Bill Ackman’s Pershing Square is still having an utterly wretched year.
In a conference call to investors on Wednesday, he disclosed that his private funds are down 14% year to date, while Pershing Square Holdings is down 18% (thank leverage). The fund’s are down 3 to 3.5% for the month.
On the call, Ackman addressed a Fortune story which reported that his investors have withdrawn $600 million from his funds for the year, totaling about 5% of Pershing Square’s $12 billion assets.
Now that may seem like a lot to the casual Wall Street observer, especially given Ackman’s notoriously stringent investor lock-ups, but he doesn’t see it that way.

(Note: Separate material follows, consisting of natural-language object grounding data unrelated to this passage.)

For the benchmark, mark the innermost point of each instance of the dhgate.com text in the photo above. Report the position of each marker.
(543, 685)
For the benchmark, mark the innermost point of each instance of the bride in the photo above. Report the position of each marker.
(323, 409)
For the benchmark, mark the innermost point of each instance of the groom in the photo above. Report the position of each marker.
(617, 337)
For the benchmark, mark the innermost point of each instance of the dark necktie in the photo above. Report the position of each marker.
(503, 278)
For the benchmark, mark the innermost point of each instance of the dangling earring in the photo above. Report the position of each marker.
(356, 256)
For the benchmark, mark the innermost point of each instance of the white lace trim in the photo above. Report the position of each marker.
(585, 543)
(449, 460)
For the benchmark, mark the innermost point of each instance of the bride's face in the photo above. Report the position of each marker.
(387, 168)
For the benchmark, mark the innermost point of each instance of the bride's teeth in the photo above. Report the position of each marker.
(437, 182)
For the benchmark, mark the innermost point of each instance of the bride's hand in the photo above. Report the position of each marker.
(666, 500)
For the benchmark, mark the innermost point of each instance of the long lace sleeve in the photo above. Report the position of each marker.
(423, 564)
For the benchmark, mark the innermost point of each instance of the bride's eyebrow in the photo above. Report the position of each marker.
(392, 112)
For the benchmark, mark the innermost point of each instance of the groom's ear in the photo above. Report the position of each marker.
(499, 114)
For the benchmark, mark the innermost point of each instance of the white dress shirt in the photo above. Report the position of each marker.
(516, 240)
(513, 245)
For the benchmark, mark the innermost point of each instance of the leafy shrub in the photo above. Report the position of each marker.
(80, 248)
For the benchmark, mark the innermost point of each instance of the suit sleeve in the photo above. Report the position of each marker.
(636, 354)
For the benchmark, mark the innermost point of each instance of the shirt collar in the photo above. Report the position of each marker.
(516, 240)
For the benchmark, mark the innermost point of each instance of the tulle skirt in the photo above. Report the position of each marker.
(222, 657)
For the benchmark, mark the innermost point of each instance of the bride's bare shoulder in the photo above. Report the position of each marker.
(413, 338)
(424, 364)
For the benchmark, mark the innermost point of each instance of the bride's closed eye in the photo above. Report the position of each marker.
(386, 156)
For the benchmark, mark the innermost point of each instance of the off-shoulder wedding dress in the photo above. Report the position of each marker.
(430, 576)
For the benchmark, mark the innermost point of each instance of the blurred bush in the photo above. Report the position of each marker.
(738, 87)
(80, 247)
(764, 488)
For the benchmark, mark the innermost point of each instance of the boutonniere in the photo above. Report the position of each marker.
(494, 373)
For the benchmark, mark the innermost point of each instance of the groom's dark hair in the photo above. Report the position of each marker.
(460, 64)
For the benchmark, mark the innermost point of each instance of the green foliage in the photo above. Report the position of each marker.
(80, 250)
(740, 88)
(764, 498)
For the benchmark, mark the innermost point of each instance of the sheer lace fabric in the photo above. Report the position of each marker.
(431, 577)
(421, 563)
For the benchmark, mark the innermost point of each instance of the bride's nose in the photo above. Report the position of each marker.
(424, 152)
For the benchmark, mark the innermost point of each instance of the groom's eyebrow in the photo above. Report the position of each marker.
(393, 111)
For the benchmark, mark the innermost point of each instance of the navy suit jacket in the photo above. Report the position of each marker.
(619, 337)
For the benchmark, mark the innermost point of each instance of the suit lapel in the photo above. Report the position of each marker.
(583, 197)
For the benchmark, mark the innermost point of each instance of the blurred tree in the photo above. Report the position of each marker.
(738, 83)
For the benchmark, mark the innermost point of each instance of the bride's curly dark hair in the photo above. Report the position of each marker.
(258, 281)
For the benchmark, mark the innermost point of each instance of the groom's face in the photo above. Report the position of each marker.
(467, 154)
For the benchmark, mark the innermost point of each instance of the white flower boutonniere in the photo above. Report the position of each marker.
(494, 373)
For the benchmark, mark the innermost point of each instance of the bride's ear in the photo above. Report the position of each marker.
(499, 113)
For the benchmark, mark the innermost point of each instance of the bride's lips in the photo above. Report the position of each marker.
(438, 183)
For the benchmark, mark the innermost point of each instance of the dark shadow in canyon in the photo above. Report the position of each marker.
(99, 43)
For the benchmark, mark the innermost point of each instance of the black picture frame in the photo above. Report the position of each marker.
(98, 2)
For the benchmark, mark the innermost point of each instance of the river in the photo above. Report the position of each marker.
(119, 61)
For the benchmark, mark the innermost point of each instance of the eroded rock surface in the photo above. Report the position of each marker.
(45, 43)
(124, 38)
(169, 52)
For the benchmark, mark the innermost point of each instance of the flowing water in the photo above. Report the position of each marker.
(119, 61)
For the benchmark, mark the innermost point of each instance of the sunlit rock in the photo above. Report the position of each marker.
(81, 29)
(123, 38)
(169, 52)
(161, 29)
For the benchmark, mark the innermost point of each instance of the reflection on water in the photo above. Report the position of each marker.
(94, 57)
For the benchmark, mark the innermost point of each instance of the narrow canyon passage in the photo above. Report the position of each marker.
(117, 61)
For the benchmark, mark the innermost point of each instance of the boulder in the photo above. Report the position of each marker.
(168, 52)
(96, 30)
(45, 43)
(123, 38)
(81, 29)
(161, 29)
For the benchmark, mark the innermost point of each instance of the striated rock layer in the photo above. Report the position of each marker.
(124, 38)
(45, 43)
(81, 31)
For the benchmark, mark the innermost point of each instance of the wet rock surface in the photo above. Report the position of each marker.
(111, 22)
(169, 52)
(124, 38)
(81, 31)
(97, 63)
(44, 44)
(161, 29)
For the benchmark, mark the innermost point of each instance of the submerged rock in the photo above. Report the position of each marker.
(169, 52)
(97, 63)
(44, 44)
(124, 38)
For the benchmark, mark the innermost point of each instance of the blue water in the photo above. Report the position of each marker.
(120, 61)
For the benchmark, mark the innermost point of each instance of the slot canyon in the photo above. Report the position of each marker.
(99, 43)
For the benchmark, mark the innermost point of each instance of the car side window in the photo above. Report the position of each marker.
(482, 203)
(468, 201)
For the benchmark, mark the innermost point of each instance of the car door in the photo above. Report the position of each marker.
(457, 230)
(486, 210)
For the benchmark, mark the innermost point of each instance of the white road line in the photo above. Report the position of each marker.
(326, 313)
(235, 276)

“The way we think about redemptions,” Ackman explained, “is as a percentage of capital.”
And, if you look at it that way, in the last eight years 2016 represents the 6th lowest in terms of redemptions — 37% lower than the last eight years, actually.
“My guess is the redemptions we’ve received as a percentage of capital are some of the lowest in the industry,” he said. “We appreciate that support [from investors] and it has allowed us to be very effective and take a long term view.”
“The FTC really set them up to fail,” he said on the call.
Ackman’s winning positions were Mondelez, Howard Hughes, Restaurant Brands, Fannie Mae, and Freddie Mac.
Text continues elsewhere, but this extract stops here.